Nous avons retiré plusieurs matières actives, et donc des phytosanitaires, de la boîte à outils de nos agriculteurs. Dans le même temps des produits entrent en Europe avec les produits phytosanitaires que nous avons retiré du marché. C’est une chose que nos agriculteurs et nos consommateurs ne comprennent pas. Nous aurons donc des discussions au niveau de l’Organisation Mondiale du Commerce car il est très important d’avoir une réciprocité dans les normes et une concurrence loyale entre nos producteurs et les producteurs des pays tiers.

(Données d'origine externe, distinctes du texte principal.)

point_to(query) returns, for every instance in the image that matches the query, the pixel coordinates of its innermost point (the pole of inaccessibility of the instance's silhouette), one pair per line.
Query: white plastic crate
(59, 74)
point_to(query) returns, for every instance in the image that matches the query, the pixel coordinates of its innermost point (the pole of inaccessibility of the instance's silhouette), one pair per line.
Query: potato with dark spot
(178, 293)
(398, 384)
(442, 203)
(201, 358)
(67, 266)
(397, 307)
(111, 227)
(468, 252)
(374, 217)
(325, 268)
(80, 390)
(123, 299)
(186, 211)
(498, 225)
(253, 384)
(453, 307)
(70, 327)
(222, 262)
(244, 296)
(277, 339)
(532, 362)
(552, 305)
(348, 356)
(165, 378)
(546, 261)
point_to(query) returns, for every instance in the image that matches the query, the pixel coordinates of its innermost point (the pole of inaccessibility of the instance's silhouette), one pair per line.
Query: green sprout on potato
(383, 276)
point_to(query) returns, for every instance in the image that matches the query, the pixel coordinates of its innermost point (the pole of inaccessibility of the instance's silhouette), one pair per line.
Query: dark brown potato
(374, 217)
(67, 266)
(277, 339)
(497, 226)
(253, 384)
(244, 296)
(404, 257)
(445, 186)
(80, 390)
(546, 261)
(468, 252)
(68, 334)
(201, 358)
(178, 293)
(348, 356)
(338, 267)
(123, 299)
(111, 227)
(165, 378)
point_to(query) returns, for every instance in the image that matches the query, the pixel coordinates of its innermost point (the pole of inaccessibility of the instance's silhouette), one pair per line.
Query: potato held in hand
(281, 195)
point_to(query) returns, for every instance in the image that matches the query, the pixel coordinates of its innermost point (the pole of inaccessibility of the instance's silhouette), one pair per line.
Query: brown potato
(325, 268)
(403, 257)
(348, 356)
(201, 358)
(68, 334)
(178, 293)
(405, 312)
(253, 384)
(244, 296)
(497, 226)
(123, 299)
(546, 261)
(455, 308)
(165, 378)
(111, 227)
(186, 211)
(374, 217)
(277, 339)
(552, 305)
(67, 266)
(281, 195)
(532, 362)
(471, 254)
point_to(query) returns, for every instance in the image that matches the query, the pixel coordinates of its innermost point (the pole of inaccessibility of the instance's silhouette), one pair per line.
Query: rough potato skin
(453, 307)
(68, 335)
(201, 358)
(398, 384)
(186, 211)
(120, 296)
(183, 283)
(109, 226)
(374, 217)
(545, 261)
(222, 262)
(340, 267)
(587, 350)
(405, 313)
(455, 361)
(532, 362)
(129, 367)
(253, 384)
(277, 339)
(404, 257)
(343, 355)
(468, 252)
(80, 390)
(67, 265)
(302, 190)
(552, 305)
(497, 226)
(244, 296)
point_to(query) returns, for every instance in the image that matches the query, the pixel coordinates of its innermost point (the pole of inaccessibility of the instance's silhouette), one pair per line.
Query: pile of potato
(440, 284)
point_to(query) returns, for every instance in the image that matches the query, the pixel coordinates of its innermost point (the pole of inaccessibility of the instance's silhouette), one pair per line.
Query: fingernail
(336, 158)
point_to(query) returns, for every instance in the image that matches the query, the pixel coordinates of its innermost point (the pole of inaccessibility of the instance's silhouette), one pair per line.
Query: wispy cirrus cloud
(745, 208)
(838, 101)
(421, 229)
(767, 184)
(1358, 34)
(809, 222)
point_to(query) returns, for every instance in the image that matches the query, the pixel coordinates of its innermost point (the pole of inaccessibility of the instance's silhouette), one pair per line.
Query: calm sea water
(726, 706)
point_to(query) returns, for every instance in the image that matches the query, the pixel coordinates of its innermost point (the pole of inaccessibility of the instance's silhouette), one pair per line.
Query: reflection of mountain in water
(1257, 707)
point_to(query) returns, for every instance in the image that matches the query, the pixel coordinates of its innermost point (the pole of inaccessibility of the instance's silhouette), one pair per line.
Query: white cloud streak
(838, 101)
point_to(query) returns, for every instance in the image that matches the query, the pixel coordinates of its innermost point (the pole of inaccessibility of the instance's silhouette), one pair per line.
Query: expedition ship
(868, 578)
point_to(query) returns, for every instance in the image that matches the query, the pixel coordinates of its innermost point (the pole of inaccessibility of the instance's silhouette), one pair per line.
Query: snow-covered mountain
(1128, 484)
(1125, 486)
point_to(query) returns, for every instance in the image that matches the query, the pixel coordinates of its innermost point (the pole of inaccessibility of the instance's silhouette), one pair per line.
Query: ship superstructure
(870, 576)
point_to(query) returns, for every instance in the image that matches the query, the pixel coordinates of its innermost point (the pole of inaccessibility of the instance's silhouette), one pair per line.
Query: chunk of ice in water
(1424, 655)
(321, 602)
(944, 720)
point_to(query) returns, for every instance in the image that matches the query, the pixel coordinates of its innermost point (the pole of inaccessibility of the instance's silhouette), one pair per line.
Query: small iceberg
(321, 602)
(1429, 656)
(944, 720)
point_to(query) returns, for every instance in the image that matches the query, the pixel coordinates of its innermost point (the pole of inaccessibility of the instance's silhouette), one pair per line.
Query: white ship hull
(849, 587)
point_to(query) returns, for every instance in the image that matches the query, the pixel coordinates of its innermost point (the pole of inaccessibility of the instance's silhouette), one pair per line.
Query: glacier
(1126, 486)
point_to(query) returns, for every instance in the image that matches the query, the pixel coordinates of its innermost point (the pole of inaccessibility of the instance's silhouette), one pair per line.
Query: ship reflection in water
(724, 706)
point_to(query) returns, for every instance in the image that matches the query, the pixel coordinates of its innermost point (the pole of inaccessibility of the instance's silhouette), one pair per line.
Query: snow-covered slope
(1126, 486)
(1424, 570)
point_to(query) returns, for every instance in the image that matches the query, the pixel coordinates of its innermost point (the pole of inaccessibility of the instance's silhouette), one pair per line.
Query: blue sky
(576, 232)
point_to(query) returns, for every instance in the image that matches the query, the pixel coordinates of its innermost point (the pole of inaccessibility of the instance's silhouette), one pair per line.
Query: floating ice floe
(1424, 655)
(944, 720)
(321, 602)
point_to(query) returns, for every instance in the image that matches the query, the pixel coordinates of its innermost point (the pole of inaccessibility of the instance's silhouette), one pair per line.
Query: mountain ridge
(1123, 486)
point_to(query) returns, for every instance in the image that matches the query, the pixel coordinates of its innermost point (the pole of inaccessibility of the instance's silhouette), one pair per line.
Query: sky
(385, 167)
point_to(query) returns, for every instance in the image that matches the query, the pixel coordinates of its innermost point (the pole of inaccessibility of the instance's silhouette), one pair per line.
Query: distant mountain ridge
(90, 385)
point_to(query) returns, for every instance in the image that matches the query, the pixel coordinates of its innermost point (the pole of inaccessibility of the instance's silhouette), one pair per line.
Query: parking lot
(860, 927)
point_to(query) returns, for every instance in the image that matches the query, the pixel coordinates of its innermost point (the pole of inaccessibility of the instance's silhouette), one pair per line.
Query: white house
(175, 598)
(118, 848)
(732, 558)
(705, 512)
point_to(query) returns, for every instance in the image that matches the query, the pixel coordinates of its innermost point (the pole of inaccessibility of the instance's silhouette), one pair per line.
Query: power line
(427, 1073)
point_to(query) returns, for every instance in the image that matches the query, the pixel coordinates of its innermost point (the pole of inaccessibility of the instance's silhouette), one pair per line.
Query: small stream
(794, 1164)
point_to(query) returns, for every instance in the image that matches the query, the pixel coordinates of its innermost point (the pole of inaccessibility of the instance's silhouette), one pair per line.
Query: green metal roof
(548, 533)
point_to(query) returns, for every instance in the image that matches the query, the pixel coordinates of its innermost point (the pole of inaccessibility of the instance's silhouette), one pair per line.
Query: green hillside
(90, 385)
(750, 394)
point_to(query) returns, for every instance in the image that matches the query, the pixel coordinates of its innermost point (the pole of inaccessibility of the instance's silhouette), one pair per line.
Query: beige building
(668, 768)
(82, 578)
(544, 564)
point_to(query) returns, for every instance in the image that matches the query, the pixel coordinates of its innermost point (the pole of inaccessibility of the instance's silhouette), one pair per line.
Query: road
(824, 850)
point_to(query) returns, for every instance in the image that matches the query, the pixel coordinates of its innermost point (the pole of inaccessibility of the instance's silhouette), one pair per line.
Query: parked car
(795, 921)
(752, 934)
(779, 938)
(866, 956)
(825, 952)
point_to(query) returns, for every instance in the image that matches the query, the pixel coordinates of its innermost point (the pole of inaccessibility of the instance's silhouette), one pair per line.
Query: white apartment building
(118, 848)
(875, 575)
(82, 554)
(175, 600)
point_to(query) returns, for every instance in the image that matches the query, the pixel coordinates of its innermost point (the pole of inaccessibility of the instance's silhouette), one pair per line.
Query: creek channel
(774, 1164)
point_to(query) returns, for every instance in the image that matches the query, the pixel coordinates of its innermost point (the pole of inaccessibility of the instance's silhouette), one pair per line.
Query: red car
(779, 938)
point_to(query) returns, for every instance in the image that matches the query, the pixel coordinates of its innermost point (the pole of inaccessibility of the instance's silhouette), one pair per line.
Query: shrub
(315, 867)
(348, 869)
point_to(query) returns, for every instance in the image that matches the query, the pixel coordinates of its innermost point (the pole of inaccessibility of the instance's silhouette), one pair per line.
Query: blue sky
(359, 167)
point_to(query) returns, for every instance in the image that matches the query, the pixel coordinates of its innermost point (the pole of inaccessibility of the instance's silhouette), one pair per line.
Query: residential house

L’étude d’impact est très importante car nous devons nous baser sur des faits. Il se pourrait que certains produits phytosanitaires n’aient pas été autorisés au sein de l’Union européenne justement parce qu’ils sont utilisés sur des produits que nous ne produisons pas, ou parce que les conditions climatiques ne sont pas les mêmes. Ensuite, il y a certaines catégories hautement toxiques que nous n’utilisons pas pour des raisons scientifiques de santé humaine ou de biodiversité. C’est déjà le cas pour certains néonicotinoïdes que l’on n’importe plus via des produits agricoles. Si c’est nocif pour les abeilles au sein de l’Union européenne, ça l’est aussi en dehors, c’est une question de cohérence. Certains produits sont bannis, plus pour des raisons politiques ou idéologiques qu’autre chose. Mais quand il y a une preuve scientifique bien établie, nous avons toutes les raisons de le faire.
Notre nouvelle vision représente l’empreinte de la nouvelle Commission et tire les leçons de ce qui n’a pas fonctionné ces cinq dernières années. Par exemple pour le règlement sur l’utilisation durable des pesticides SUR, c’étaient les enchères à qui donnait le plus grand pourcentage de baisse, sans tenir compte des faits ou des progrès. Il faut étudier les alternatives pour obtenir des baisses, comme le développement de bio-pesticides, car nous sommes trop lents. Plus d’experts nationaux doivent aussi être détachés à l’Efsa pour coordonner les autorisations, pour que ce ne soit pas État membre par État membre. Je pense qu’il y a moyen d’être beaucoup plus efficaces. Avec de la bonne volonté, nous pourrions y arriver.
(1) Entretien réalisé le 27 février 2025 avec nos confrères de l’AFP, L’Opinion et la Tribune.